Besides, there was still the possibility that Caleb Chandler was a traitor. Stallworth had begun to doubt it. But the thought enabled him to begin the day’s interrogation with the requisite contempt in his voice.
“Do you believe me now, Chandler? Are you prepared to admit that your hero, Joel Lockwood, was ready to
turn his coat?”
Yesterday, Stallworth had read Chandler the letters that Lockwood had written to Major Walter Beckford. Letters that Caesar Muzzey had conveniently betrayed before carrying them to New York.
“Yes,” Caleb said in a leaden voice. “But that doesn’t mean I’m a traitor.”

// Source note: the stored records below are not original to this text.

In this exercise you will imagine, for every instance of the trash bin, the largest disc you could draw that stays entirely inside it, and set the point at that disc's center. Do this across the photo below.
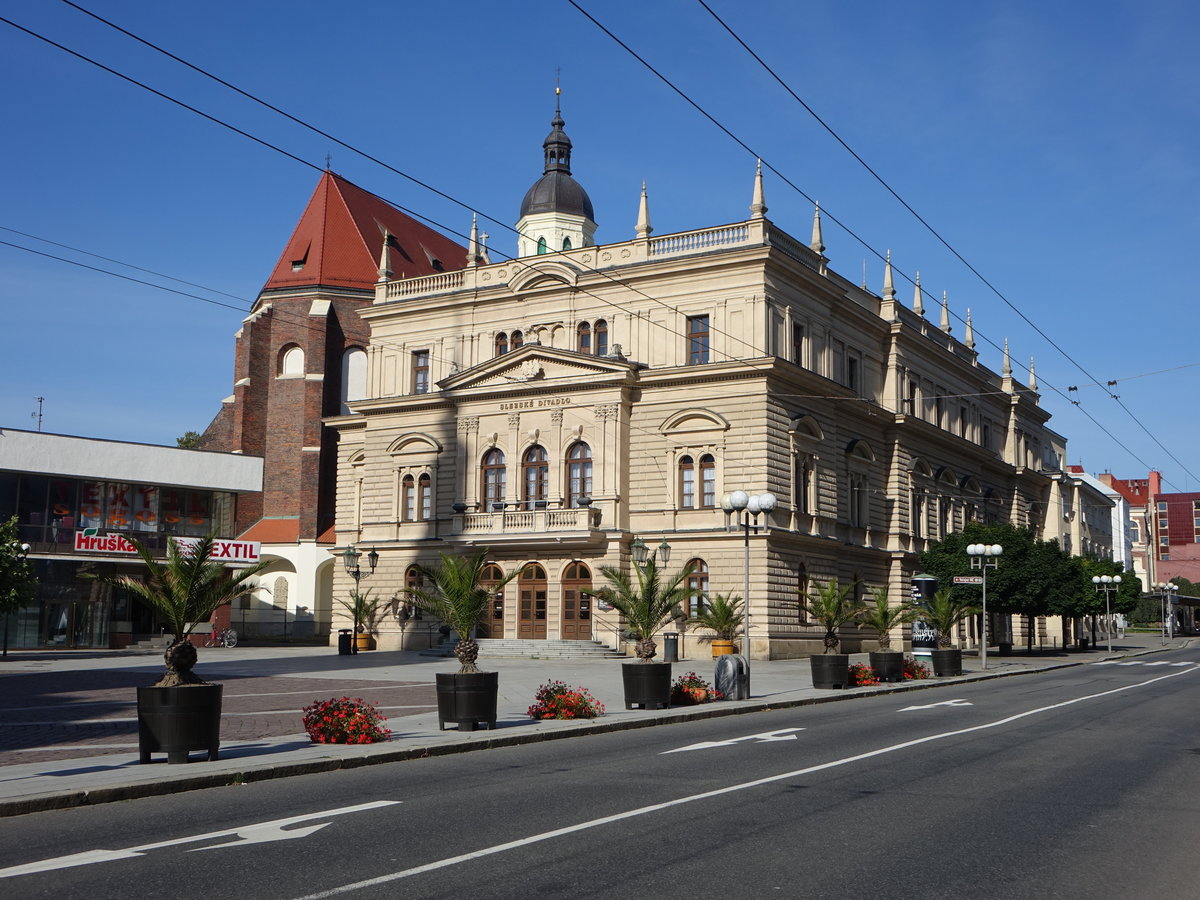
(670, 646)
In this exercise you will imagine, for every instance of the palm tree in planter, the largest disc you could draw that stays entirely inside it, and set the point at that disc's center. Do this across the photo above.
(945, 613)
(723, 617)
(832, 607)
(881, 616)
(647, 606)
(181, 712)
(451, 592)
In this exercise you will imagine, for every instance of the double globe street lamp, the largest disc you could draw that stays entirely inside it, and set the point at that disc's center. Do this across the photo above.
(1108, 583)
(744, 509)
(984, 557)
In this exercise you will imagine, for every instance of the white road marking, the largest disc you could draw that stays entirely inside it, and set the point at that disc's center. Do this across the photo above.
(943, 703)
(708, 795)
(258, 833)
(765, 738)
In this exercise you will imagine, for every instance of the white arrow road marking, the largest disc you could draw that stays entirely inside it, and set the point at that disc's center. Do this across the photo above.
(257, 833)
(765, 738)
(943, 703)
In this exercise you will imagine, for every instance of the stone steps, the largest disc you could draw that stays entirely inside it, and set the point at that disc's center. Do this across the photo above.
(510, 648)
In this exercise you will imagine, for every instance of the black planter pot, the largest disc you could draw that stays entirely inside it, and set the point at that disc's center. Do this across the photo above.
(831, 671)
(178, 720)
(647, 684)
(888, 665)
(947, 663)
(467, 699)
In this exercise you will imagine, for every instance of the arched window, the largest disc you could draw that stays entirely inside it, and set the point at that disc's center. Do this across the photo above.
(425, 497)
(534, 477)
(291, 361)
(413, 580)
(495, 475)
(707, 481)
(354, 376)
(408, 499)
(579, 474)
(697, 587)
(687, 483)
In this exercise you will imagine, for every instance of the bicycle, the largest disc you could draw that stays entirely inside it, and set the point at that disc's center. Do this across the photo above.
(222, 639)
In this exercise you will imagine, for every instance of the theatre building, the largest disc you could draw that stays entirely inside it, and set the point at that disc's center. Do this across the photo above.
(557, 406)
(77, 502)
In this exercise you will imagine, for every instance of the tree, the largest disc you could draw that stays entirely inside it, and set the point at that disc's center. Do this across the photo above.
(18, 586)
(648, 605)
(832, 606)
(1031, 579)
(186, 589)
(455, 595)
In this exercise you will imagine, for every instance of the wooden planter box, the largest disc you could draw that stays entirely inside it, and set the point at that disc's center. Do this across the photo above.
(178, 720)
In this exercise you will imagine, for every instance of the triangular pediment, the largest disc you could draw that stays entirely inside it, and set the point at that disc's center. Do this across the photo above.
(537, 364)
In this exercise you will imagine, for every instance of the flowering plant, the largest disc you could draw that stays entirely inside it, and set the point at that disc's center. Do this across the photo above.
(555, 700)
(915, 670)
(863, 676)
(690, 689)
(345, 720)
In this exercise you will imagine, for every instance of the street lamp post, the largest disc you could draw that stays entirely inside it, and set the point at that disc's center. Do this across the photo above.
(351, 559)
(1108, 583)
(744, 509)
(21, 551)
(984, 557)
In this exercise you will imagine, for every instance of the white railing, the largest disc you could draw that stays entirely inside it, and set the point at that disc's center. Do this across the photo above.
(693, 241)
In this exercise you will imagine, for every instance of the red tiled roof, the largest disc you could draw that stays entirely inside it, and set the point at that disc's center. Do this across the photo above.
(274, 531)
(340, 235)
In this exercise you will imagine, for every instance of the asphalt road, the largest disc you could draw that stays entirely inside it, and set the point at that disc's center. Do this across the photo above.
(1078, 783)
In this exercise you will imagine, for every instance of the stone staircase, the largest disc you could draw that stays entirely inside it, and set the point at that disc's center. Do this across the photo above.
(510, 648)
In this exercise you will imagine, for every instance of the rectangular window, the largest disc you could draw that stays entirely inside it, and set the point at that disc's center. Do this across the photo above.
(697, 340)
(420, 372)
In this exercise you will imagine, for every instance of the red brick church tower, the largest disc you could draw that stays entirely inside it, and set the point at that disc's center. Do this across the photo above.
(301, 354)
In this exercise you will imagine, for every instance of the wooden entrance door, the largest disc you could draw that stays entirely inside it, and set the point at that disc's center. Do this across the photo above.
(532, 603)
(493, 622)
(576, 605)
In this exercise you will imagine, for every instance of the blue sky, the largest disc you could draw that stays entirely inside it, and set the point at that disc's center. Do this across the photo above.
(1054, 148)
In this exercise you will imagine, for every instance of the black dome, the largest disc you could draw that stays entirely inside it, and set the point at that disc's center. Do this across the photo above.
(557, 192)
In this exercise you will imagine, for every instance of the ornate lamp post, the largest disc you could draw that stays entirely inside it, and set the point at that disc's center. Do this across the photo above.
(743, 509)
(351, 559)
(984, 557)
(1108, 583)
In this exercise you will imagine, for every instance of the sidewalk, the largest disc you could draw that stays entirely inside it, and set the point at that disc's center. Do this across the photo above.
(69, 720)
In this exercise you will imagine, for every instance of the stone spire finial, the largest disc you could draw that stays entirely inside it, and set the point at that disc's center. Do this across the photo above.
(817, 244)
(889, 291)
(643, 215)
(757, 204)
(385, 257)
(473, 241)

“Oh, no,” Stallworth said. “Not at all. Just because your mentor, the man whom you called in one of your letters the captain of your soul, is a traitor, that doesn’t mean you’re one. It just raises the probability a little higher. When we add to it all the other probabilities - no one else had a better opportunity to murder Caesar Muzzey, no one else had a better motive, presuming, as we must, that you’re in British pay. No one else has preached traitorous sermons to the troops. No one else arranged to send one of our congressmen to the house of a known British agent, where only good fortune prevented his capture. No one else proceeded to spend twenty-four hours with that same British agent, for Christ knows what hellish purpose. When we pile all those probabilities on top of one another, Chandler, they become a gallows high enough to hang you.”
“I’ve told you a hundred times I knew nothing about Mrs. Kuyper being an agent. I knew nothing about Lockwood. I knew nothing about Caesar Muzzey. I only wanted to see justice done.”
Stallworth shook his head. “Chandler, your feeble pleas won’t convince a court-martial board. There are too many coincidences. Your one chance for life is to tell us the truth. Confess your guilt. Give us the names of the other people in your network. Who recruited you?”
“No one. Major, please believe me. I’m not a spy. I . . . I’m ready to die for the cause. I came here believing everyone, Joel Lockwood, the soldiers, the officers, felt the same way.”
“Have you ever seen a man hanged, Chandler?”
“No! I told you. I . . . I never have.”
“I saw General Putnam hang one of your royalist confederates, a Ridgefield man named Jones, about a year ago. It was a dismal scene. His parents and relatives wringing their hands, wailing. You can be sure we’ll hang you back in Connecticut, as an example to others of your traitorous ilk.”